What if you're not building a browser app. For a server side, NodeJS app? Sure, you can add a build step on the back end, but that's not free, as it comes with setup, having to run a transpiler before your code.
Also, using esbuild to transpile your TS will not actually check the types. It just transforms it back to JS. For typescript, you really need the official library which is slow and bloated.
Yes you need an extra build step, but really I cannot overstate how simple this step is. There is no webpack config hell, there is no giant dependency chain, there is no long wait for anything, there is no magic file globs and mimetypes. In 10-100ms, esbuild (a single small dependency) will take 3 command line arguments, grab all your linked TS from a single TS entrypoint file, and spit out a single (possibly minified) js file that you can immediately invoke with node. Instead of node bla.js, you do esbuild && node bla.js, you don't care what happens inside.
Indeed it will not check your types, but as stated elsewhere your IDE can do this for you. This is actually beautiful because it allows you to get correctness feedback on your code but your code will never fail to run due to arbitrary type complaints. If you later feel like you want the full correctness of TS, maybe during CI/CD, you can run the slower compiler and get a gatekeeper telling you if you are doing something fishy.

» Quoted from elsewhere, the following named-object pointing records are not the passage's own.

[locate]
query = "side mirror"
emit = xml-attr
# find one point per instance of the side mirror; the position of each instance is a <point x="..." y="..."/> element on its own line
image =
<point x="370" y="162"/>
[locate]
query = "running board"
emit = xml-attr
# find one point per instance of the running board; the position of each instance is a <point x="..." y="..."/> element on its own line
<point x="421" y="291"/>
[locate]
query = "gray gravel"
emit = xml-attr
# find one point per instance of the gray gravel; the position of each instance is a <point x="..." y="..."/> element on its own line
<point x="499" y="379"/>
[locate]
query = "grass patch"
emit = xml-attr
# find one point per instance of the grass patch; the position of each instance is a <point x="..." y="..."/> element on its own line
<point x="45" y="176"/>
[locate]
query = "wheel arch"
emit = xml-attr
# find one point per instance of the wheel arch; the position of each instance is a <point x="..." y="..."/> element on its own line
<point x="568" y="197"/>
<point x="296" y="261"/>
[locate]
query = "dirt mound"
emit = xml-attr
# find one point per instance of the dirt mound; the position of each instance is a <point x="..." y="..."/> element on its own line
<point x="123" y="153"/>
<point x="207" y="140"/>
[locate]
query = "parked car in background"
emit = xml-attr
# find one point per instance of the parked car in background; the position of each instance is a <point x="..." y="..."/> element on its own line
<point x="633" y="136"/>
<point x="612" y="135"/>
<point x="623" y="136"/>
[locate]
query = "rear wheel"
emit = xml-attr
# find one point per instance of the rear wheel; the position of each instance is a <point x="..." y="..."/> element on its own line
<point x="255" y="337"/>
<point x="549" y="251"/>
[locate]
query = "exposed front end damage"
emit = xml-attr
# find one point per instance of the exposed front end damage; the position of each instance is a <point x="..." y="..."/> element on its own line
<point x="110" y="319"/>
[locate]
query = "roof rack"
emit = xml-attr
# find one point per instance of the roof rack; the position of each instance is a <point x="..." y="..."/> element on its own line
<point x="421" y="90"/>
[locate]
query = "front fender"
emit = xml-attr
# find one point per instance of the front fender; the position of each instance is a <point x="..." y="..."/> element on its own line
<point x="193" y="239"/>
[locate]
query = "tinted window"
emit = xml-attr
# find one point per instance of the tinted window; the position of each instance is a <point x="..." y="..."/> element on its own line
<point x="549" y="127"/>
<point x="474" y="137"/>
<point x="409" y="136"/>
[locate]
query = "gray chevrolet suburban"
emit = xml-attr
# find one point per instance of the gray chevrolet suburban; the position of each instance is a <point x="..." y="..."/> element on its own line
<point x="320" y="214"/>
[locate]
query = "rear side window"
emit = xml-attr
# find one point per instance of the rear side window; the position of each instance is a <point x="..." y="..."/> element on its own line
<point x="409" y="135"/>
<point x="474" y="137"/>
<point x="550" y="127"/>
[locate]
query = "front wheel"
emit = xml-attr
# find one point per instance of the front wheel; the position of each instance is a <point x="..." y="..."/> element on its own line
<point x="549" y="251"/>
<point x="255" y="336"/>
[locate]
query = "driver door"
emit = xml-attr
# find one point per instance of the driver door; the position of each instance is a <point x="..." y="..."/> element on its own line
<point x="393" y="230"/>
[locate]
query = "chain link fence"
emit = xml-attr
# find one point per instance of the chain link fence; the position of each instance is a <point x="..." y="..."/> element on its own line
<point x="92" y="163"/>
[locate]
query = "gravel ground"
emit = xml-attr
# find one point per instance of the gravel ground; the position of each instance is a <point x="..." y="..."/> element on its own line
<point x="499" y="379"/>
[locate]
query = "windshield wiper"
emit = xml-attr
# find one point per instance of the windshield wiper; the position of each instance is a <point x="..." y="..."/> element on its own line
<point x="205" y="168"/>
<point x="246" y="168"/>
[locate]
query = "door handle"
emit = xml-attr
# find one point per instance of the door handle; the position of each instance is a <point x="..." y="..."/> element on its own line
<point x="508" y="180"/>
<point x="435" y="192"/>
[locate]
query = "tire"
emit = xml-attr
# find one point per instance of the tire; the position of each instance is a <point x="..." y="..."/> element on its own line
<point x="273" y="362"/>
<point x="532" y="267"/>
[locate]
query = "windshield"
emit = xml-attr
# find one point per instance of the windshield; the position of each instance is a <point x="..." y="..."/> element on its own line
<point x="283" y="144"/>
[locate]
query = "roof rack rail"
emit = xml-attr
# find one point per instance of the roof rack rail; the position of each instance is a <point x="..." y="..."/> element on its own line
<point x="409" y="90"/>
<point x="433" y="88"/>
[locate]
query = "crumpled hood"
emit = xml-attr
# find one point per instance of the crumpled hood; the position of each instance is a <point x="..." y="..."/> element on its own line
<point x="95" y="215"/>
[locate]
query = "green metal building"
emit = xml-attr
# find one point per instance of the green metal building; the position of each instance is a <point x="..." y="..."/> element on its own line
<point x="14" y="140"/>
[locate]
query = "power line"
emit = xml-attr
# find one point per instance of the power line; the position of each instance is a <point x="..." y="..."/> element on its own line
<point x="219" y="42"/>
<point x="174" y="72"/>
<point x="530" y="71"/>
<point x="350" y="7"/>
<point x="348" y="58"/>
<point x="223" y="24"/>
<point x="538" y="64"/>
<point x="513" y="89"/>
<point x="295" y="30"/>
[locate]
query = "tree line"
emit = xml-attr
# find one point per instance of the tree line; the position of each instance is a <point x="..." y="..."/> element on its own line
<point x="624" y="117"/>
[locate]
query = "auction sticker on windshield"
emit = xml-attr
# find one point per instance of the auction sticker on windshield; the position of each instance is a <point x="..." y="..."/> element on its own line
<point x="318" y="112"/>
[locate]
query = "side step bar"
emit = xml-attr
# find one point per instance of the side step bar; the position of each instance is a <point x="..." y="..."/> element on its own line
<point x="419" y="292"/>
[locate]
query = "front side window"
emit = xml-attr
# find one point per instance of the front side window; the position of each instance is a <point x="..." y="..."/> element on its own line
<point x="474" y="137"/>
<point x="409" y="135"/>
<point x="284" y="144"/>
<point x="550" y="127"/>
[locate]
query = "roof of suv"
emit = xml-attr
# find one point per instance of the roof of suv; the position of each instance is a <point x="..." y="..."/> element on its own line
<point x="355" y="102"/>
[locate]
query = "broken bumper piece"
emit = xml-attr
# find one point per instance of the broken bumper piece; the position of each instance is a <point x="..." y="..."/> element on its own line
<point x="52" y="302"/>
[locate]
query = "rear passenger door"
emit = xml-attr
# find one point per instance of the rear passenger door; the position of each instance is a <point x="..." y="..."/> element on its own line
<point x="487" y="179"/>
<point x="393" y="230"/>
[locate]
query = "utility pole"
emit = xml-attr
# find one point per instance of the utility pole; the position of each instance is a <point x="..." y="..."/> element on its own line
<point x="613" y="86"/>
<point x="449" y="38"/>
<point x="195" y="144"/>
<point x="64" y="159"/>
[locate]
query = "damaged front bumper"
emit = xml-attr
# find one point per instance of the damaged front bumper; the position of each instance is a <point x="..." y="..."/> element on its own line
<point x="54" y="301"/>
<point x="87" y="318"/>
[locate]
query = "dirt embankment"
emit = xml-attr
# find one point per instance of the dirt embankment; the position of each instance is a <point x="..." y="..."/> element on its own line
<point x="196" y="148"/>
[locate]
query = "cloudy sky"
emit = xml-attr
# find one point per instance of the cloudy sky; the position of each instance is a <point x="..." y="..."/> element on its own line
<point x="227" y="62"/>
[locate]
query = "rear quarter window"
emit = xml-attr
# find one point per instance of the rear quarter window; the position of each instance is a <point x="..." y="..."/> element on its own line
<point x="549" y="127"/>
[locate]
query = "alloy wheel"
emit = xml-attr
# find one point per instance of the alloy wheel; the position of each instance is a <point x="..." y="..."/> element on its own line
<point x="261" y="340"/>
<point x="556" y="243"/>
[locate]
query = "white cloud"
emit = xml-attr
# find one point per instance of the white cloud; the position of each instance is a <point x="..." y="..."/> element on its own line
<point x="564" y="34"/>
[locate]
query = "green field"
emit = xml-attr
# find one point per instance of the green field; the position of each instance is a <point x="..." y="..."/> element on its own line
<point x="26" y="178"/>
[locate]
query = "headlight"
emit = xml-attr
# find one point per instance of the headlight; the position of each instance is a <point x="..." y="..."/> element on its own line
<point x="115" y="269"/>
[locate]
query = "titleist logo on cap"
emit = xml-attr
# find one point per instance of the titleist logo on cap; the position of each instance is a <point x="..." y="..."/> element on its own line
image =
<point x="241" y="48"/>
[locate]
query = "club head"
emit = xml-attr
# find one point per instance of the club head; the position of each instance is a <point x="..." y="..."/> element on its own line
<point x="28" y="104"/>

> What if you're not building a browser app. For a server side, NodeJS app? Sure, you can add a build step on the back end, but that's not free, as it comes with setup, having to run a transpiler before your code.
It is free if your IDE uses the TypeScript language server and gives you errors integrated with your code editor. You don't have to transpile if you don't want to. You can, as you said, just use esbuild to strip away the type information.
> For typescript, you really need the official library which is slow and bloated.
See above. You absolutely don't. And it's not slow or bloated at all. It has incremental builds, which are essentially instantaneous after the initial build.